Contrary to the synonyms of the term mechanism (e.g., “theory” , “force” , “triggers” ), users of the realist approach resort to adjectives not specifically endorsed by Pawson and colleagues. It should be noted that in addition to the adjectives used by Pawson and his colleagues, those chosen by users bring us back to the position of a mechanism through the different levels of the intervention contexts (e.g., “individual,” “collective,” “organizational,” “external” ), the nature of a mechanism (e.g., “behavioral” , “cognitive” , “emotional,” “structural” , “social” ), varying among the subjects (e.g., “participants,” “staff,” or “policymakers” mechanisms) and the relationship between them (e.g., “mechanism of,” “mechanism between”), the abstraction level of a mechanism (e.g., “causal,” “generative,” or “observed” mechanism), its emergence (e.g., “emerging” ), its behavior for change (e.g., “enabling,” “disabling” , “positive” , “negative” ), its interactivity (e.g., “interactive,” “interacting”), its categorization (e.g., “primary,” “secondary,” “submechanism”), its purpose (e.g., “for change”  or “of change” ) as well as to the different components (e.g., “action,” “project,” or “program” mechanisms) and steps of the intervention to which it is attached (e.g., “implementation mechanism”  or “mechanism of implementability”).

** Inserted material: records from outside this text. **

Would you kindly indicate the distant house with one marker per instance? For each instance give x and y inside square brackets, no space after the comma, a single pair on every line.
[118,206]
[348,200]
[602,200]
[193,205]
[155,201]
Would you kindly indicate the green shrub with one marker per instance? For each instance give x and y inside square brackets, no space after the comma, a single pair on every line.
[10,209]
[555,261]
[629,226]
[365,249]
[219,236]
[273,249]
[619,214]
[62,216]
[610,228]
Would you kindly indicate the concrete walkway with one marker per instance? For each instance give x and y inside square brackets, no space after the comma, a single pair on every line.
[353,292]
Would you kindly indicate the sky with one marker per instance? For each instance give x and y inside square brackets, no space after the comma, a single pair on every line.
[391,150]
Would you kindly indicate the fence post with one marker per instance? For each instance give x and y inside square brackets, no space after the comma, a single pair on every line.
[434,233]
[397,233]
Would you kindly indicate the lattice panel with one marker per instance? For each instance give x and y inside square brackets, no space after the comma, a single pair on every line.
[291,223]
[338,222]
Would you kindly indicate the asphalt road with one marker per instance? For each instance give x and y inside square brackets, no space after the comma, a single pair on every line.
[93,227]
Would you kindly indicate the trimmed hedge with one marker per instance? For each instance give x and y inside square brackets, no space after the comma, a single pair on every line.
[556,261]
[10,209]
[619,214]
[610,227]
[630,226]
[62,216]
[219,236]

The sense of the concept of mechanism
In 1997, Pawson and Tilley conferred three fundamental attributes to the mechanism of a program . It (1) reflects the embeddedness of the program within the stratified nature of social reality, (2) takes the form of propositions which will provide an account of how both macro and micro processes constitute the program, and (3) demonstrates how program outputs follow from the stakeholders’ choices (reasoning) and their capacity (resources) to put these into practice (p. 66). According to them, a mechanism is not a variable of causality stricto sensu but rather a theory in the sense of a logic “which spells out the potential of human resources and reasoning” (p. 68). In 2002, Pawson refined a mechanism as the subjects’ interpretation of the intervention stratagem . It is not the intervention that works but the resources they offer to enable their subjects to make them work (p. 342). In this way, the intervention will work “if those subjects are persuaded to accept, install, maintain and act upon it” (p. 344). In 2004, Pawson and Tilley no longer spoke of intervention stratagem but rather of the logic of an intervention, declaring that these are the mechanisms which explain by retracing the destiny of a program theory. They also complete their definition by specifying that a mechanism is usually hidden, sensitive to variations in context, and produces effects . In similar or distinct contexts, a mechanism can produce outcomes that are identical or different. In 2006, Pawson  added that mechanisms describe “the powers inherent in a system, be those (…) agents or structures” (p. 23), namely the “choices under the inducement of programme resources” (p. 24) to make change happen. Pawson and colleagues (2011) specified that interventions work through the reasoning and reactions (i.e., mechanisms) of its subjects . In other words, mechanisms “capture the many different ways in which the resources on offer may impinge on the stakeholders’ reasoning”  (p. 187).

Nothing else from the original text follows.